JAAD is a dataset for studying joint attention in the context of autonomous driving. The focus is on pedestrian and driver behaviors at the point of crossing and factors that influence them. To this end, JAAD dataset provides a richly annotated collection of 346 short video clips (5-10 sec long) extracted from over 240 hours of driving footage. Bounding boxes with occlusion tags are provided for all pedestrians making this dataset suitable for pedestrian detection. Behavior annotations specify behaviors for pedestrians that interact with or require attention of the driver. For each video there are several tags (weather, locations, etc.) and timestamped behavior labels from a fixed list (e.g. stopped, walking, looking, etc.). In addition, a list of demographic attributes is provided for each pedestrian (e.g. age, gender, direction of motion, etc.) as well as a list of visible traffic scene elements (e.g. stop sign, traffic signal, etc.) for each frame.
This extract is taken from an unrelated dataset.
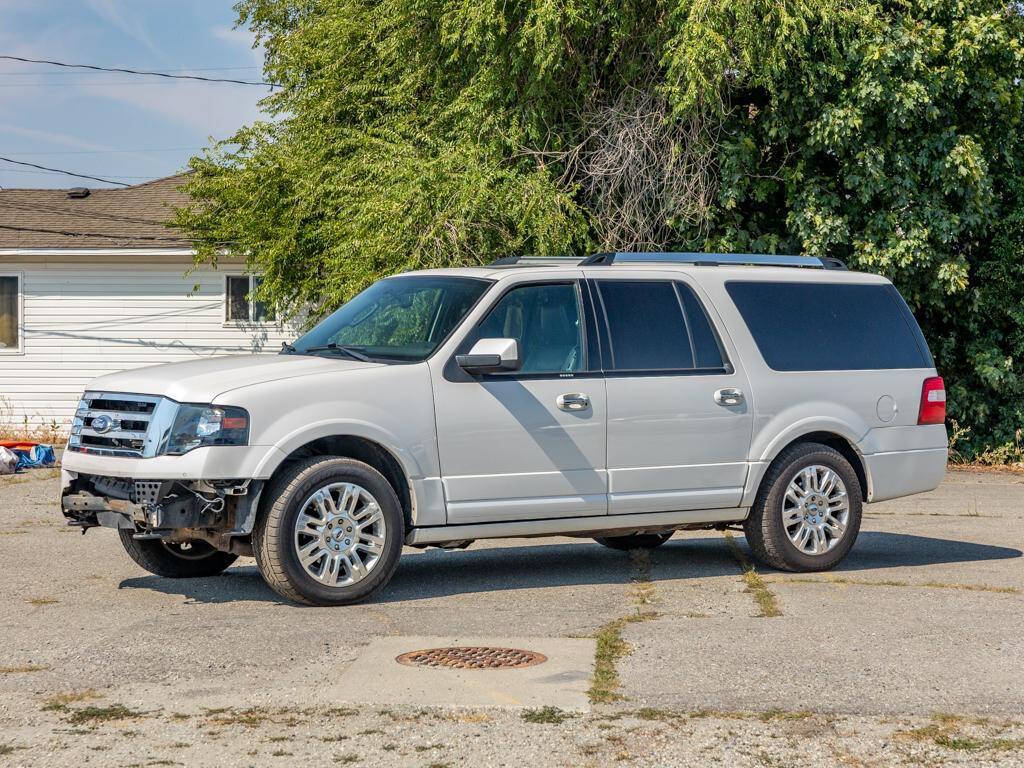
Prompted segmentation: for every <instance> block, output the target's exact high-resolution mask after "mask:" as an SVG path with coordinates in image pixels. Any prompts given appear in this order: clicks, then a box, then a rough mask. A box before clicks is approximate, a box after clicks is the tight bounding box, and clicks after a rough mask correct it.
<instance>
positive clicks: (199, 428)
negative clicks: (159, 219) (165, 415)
mask: <svg viewBox="0 0 1024 768" xmlns="http://www.w3.org/2000/svg"><path fill="white" fill-rule="evenodd" d="M248 442H249V414H248V412H246V411H245V409H241V408H234V407H232V406H197V404H191V403H187V402H182V403H181V404H180V406H178V414H177V416H176V417H175V419H174V425H173V426H172V427H171V436H170V439H169V440H168V441H167V453H168V454H171V455H180V454H186V453H188V452H189V451H194V450H195V449H198V447H203V446H204V445H246V444H248Z"/></svg>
Annotation Data: https://github.com/ykotseruba/JAAD

Full Dataset: http://data.nvision2.eecs.yorku.ca/JAAD_dataset

Installation

Notes Before Running

This training code is setup to be ran on a 16GB GPU. You may have to make some adjustments if you do not have this hardware available.

Create your Virtual Environment

conda create --name crossing python=3.7
conda activate crossing

Install Required Libraries

pip install torchvision==0.5.0
pip install opencv-python
pip install pycocotools
pip install pickle
pip install numpy
pip install wandb

Configure Environment Variables

export PYTHONPATH=$PYTHONPATH:[path-to-repo]

Clone this repo

git clone https://github.com/StanfordVL/STR-PIP.git
cd STR-PIP

Usage

Running "scripts_dir/train_concat.sh"

In order to generate "annot_test_ped_withTag_sanityNoPose.pkl", you will need to run utils/data_proc.py. Specifically, we will run the function prepare_data() inside data_proc.py.
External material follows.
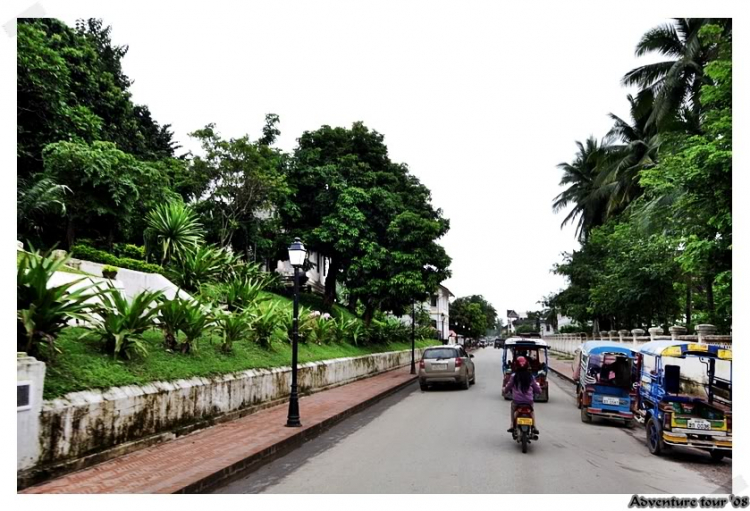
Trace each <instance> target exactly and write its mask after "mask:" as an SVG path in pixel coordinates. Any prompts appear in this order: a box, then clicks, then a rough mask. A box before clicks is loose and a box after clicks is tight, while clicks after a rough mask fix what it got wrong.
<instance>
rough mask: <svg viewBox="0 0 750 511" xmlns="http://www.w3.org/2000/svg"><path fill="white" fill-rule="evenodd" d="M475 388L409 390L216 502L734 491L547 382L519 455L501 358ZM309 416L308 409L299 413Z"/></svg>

Current code status (3-14-21)

  • With the correct pre-processing, STIP training/testing works.
  • We are looking for some specific artifacts to train on JAAD. We are very close to generating the correct files.
  • This code base is in the process of clean-up, doc, and re-factor. There may be sudden changes. We will publish a new release when it is a more ready state.